There are certain limitations that one has to bear in mind while reviewing the literature on the complex relationship between depression and dementia.[20] The studies vary in terms of settings—epidemiological/hospital and specialty clinic/general hospital/primary care settings, use of rating scales differs across studies, diagnostic criteria for cognitive impairment are being refined constantly, and the exclusion of subjects with medical comorbidity.[20] There is also a need to operationalize and validate criteria for a depressive syndrome in dementia. In the background of these limitations, inferences drawn from the review of literature may only be inaccurate or erroneous.

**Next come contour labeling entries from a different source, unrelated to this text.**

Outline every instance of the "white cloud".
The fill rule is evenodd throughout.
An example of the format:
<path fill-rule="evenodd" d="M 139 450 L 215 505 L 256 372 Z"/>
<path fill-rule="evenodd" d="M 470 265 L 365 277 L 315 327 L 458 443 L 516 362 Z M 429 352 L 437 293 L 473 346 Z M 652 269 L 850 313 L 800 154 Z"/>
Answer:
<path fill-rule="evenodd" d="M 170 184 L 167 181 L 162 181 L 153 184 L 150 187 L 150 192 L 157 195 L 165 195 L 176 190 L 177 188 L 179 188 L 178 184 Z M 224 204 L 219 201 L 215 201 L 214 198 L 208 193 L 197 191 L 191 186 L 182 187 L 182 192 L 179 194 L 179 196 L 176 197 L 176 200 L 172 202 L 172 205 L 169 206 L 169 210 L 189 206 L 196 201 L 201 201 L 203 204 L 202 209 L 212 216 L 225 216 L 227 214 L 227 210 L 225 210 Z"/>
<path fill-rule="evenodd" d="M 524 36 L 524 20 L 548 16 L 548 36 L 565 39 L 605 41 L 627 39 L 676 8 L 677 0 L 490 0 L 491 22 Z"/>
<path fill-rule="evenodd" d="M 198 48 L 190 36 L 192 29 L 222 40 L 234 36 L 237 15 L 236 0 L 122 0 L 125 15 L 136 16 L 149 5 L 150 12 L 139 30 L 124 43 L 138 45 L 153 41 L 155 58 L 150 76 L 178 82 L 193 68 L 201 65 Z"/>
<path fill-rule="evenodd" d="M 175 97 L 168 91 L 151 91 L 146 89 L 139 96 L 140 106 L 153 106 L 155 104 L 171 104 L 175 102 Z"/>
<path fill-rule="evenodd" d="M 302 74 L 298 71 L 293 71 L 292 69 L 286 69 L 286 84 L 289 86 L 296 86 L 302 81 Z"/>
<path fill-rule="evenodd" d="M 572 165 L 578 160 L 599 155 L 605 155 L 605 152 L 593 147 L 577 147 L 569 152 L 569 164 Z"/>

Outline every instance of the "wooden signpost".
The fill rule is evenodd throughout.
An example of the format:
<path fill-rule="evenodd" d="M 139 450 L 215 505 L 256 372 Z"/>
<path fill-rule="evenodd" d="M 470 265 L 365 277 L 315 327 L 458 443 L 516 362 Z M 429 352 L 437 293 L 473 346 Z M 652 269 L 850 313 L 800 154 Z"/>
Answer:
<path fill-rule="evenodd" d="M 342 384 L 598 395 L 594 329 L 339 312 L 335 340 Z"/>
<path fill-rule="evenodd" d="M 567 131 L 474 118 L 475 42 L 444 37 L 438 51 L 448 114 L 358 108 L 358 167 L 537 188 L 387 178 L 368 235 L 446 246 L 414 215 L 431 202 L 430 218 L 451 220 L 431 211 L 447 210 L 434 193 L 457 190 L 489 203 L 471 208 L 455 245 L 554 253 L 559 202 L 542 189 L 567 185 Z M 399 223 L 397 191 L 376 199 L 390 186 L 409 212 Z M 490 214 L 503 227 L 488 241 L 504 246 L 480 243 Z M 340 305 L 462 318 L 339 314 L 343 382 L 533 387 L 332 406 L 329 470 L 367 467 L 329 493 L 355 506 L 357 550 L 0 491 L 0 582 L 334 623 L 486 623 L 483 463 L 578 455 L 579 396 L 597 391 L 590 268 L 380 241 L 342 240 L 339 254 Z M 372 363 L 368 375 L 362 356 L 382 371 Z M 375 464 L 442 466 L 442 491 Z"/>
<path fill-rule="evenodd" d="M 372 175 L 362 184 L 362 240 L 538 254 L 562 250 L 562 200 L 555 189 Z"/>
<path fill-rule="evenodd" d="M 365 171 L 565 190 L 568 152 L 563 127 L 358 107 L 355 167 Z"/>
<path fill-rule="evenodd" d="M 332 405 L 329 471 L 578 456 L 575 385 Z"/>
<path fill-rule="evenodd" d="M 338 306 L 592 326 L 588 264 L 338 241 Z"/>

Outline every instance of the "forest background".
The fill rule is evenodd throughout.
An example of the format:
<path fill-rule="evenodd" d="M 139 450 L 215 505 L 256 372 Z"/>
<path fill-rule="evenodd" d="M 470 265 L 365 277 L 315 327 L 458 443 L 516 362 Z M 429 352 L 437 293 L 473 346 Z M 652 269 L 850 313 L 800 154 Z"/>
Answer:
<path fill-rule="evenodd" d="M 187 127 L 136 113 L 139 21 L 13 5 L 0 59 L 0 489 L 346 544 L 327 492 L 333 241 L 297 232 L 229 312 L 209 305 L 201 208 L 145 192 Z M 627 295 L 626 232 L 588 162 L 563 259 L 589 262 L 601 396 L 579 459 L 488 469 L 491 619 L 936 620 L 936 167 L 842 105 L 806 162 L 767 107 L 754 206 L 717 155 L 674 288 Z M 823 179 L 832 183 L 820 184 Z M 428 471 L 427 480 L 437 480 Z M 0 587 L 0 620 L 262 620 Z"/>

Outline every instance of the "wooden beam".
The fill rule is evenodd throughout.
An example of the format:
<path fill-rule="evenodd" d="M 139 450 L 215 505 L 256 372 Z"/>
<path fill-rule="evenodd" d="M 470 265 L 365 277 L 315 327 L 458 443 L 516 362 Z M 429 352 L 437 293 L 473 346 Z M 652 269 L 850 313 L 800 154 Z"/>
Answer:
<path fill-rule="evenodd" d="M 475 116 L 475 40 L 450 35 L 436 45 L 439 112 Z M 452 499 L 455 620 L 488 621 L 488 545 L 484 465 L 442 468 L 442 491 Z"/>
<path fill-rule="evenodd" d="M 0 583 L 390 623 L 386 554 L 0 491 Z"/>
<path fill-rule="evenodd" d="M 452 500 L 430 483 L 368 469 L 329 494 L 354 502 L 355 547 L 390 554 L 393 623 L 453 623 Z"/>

Mechanisms Underlying the Relationship

There is a growing body of evidence to suggest that depression may be a risk factor for the development of dementia.[536566] Past/lifetime history of depression is also known to increase the risk of developing both AD and vascular dementia. This is true even when depression occurred more than 10 years before the onset of dementia.[65] A history of depression nearly doubles the risk of developing dementia—findings of a meta analysis that reviewed both case–control and prospective studies.[67] Interval between diagnoses of depression and AD was positively related to increased risk of developing AD, suggesting that rather than a prodrome, depression may be a risk factor for AD.[68] This is further confirmed by a neuropathological study that demonstrated increased hippocampal plaque and tangle formation in AD patients with lifetime history of depression.[69] Prolonged damage to the hippocampus due to hypercortisolemia linked to depression has been proposed to underlie this finding.[2] The other way this relationship has been construed is that depression may represent a predementia syndrome or that it serves as a prodrome of cognitive decline.[70] Recent history of depression has been associated with the increased incidence of dementia. Patients with LOD and cognitive impairment go on to develop dementia within a few years after the onset of depression. Depressive syndrome may just be the early manifestation of an underlying neurodegenerative disease. This coexistence can also be because of risk factors that are shared between both disorders such as genetic, vascular, or other environmental determinants.[25] Depression could also be a reaction or a psychological response to the diagnosis of cognitive impairment.[2] Depression can also unmask clinical cognitive impairment. Depression serves to compromise cognitive reserve and allow symptoms of dementia to be manifested earlier than they would have been otherwise.[2] Cognitive impairment in depressed elderly can also be contributed by the use of several tricyclic antidepressants that have anticholinergic effects, though with the use of SSRI’s this should become less likely. All of the above hypotheses are not mutually exclusive and multiple types of interaction may be involved.

Conclusions

The relationship between depression and dementia is far from clear with the existing body of evidence pointing to a complex interaction. There is a need to sort out several methodological limitations that hinder us from elucidating the relationship. Some of these may include use of uniformed criteria for cognitive impairment, operationalizing, and validating criteria for depression in dementia, using better instruments to measure depression and cognitive impairment when they coexist. This area has enormous public health implications considering our growing elder population, and there is a need to understand the mechanisms involved in the association of these two disorders.